Yesterday I wrote a blog on how to use the ideas from others to add to your trading game. At SMB we share a lot of what we do so others can learn. Yesterday a Reader took exception to something that we have shared, our best AM idea.
I had something that worked for me, but I have lost my conviction because of listening to too many other people. The more I trade, the more my emotions get in the way, and all I learn is that everything I think I know is subject to change. Computers have changed the way stocks prices react to patterns so that you cannot predict what people will do, so much as you must now attempt to figure out how the computer is going to try to screw the herd, and ride it’s wake?
I have often times wondered if your rec of the morning makes a good target for powerful contrarians guaranteed a fresh supply of weak hands, and yes, I’ve wondered if that was in fact SMB capital. Not only were GMCR and SODA GREAT shorts, but they were some of the best of their rec.d days (rec.d as longs, made championship, killer shorts), and I don’t believe it is a coincidence.
Weak shorts make $NFLX so strong, and what better way to corral a bunch of weak longs than to offer a rec for the day, creating a possible easy takedown.
I do not know everything, and the scale of influence of investment firms is not an area where I have expertise. I just think if somebody was going to be able to decipher this market, it would be those that have written books, blogs and have proprietary trading firms. That is why I trusted your recs 2 days in a row, and those just happened to be the worst plays for those days, and those days just happened to be critical for my trading, which I can no longer do because of the damage to my account.

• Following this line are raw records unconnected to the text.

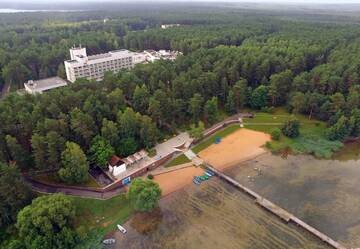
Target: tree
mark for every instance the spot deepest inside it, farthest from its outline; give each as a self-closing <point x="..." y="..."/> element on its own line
<point x="14" y="193"/>
<point x="154" y="110"/>
<point x="127" y="146"/>
<point x="211" y="110"/>
<point x="275" y="134"/>
<point x="110" y="132"/>
<point x="55" y="146"/>
<point x="197" y="131"/>
<point x="74" y="164"/>
<point x="141" y="98"/>
<point x="15" y="72"/>
<point x="48" y="223"/>
<point x="195" y="106"/>
<point x="148" y="132"/>
<point x="280" y="84"/>
<point x="144" y="195"/>
<point x="355" y="122"/>
<point x="38" y="144"/>
<point x="83" y="126"/>
<point x="259" y="97"/>
<point x="230" y="105"/>
<point x="128" y="123"/>
<point x="240" y="91"/>
<point x="101" y="151"/>
<point x="17" y="152"/>
<point x="339" y="130"/>
<point x="291" y="127"/>
<point x="298" y="102"/>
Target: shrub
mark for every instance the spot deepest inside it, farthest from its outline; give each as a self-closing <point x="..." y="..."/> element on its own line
<point x="268" y="109"/>
<point x="275" y="134"/>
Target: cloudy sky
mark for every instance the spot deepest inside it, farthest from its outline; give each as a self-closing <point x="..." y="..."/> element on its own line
<point x="269" y="1"/>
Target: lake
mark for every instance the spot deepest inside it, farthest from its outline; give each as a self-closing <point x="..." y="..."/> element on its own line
<point x="324" y="193"/>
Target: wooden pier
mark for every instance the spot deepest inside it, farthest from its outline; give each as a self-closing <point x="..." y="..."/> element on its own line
<point x="276" y="210"/>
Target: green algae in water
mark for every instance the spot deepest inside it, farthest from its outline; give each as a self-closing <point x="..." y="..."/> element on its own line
<point x="351" y="151"/>
<point x="217" y="215"/>
<point x="323" y="193"/>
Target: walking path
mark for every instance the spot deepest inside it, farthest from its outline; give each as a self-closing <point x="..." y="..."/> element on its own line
<point x="164" y="170"/>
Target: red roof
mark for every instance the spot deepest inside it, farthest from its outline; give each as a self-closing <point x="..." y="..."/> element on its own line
<point x="115" y="161"/>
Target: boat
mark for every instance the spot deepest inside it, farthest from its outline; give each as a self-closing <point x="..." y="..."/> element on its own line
<point x="208" y="174"/>
<point x="109" y="241"/>
<point x="195" y="181"/>
<point x="121" y="228"/>
<point x="204" y="177"/>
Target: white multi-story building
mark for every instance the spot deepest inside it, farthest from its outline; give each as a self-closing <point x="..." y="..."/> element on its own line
<point x="43" y="85"/>
<point x="95" y="66"/>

We encourage debate on this blog and certainly SMB is far from perfect, but there was a lot wrong with the comment above. Let’s see if we can learn from these mistakes.

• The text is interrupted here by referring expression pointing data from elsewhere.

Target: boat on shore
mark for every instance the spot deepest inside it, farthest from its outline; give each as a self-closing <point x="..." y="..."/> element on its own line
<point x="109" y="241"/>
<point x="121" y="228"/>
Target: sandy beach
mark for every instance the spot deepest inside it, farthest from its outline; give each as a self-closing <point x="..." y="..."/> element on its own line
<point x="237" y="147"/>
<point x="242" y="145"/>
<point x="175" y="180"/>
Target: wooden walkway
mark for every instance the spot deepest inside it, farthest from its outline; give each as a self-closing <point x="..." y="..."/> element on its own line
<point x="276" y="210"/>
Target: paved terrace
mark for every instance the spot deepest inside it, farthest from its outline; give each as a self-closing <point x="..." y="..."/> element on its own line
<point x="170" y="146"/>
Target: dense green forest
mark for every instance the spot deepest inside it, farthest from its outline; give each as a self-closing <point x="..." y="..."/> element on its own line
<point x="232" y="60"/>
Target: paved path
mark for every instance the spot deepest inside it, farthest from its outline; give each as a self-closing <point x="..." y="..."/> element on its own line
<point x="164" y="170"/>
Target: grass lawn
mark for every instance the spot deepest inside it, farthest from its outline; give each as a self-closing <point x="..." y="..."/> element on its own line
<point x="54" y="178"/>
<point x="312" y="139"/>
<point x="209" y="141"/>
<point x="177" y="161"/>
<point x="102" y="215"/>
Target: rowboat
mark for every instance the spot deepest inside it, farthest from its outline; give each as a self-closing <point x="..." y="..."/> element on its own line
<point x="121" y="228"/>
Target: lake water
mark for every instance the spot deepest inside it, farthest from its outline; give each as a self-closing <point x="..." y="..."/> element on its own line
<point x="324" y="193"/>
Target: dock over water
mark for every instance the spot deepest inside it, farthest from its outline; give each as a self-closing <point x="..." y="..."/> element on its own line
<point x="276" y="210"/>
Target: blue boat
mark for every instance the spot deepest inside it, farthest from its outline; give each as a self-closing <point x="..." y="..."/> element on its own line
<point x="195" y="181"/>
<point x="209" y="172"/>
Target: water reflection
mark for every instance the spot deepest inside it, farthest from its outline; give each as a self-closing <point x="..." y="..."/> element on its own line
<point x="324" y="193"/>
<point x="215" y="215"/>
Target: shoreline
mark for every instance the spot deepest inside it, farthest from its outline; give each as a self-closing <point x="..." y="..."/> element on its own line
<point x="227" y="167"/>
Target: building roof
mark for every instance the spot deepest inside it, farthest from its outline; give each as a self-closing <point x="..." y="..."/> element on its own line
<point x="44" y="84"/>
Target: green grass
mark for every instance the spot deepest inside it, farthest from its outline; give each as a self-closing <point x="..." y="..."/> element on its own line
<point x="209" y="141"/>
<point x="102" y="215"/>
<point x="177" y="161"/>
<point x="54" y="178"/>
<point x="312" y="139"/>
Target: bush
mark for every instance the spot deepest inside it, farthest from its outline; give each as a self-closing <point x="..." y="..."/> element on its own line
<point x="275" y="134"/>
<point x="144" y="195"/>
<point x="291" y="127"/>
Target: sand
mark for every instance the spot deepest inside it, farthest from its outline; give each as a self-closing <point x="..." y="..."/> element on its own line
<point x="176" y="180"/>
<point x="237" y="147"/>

1) Do not copy the trades of others blindly. See if you can make them your own and if so, them make them your own.
2) For all trades, you must first determine your stop for if the stock trades against you. No one trade should ever so much as even stop you out for one day, let alone do serious damage to your trading account.
3) Trading ideas are ideas. If the market trends against your idea or in this case our ideas, then take the other side of the trade.
4) Never blame anyone else for your losses. Never.
5) After each losing trade, first determine what you learned. Thank the market for it’s learning opportunity.
6) Judge your trades on the process and not your results.
7) Do not get lost in an endless opportunity to find conspiracies in the market place.
8) If you spot a pattern, no matter how it develops, then exploit it. If someone was fading our AM idea then fade it as well. That would be awesome if that were the case since all you would then have to do is do the opposite. Think Opposite George from Seinfeld.
9) If you cannot control your emotions while you trade then work on that first, and leave your money in your bank account.
10) One Good Trade, and then One Good Trade, and then One Good Trade.
There is still hope for that same trader. We can always chose to change our mindset. A few hours later he sent us this:
Sorry. Didn’t get much sleep the night before I wrote this comment, and I was really mad at myself, but had not realized this fact. I don’t actually blindly take these recs, so much as try to make them work for me, and that did not work. I take the blame for my stupid trades. Everyone who is getting on my case here is right, I don’t really have a leg to stand on. My apology to SMB.
Yes, I have bad risk habits. Yes, I’m trying to make back money and it is driving me crazy. Yes, I am trying to convert to an open minded trader from a pure bear, and at the worst time ever. Yes, I’d probably be better off taking the money I might put in my account and go on a vacation.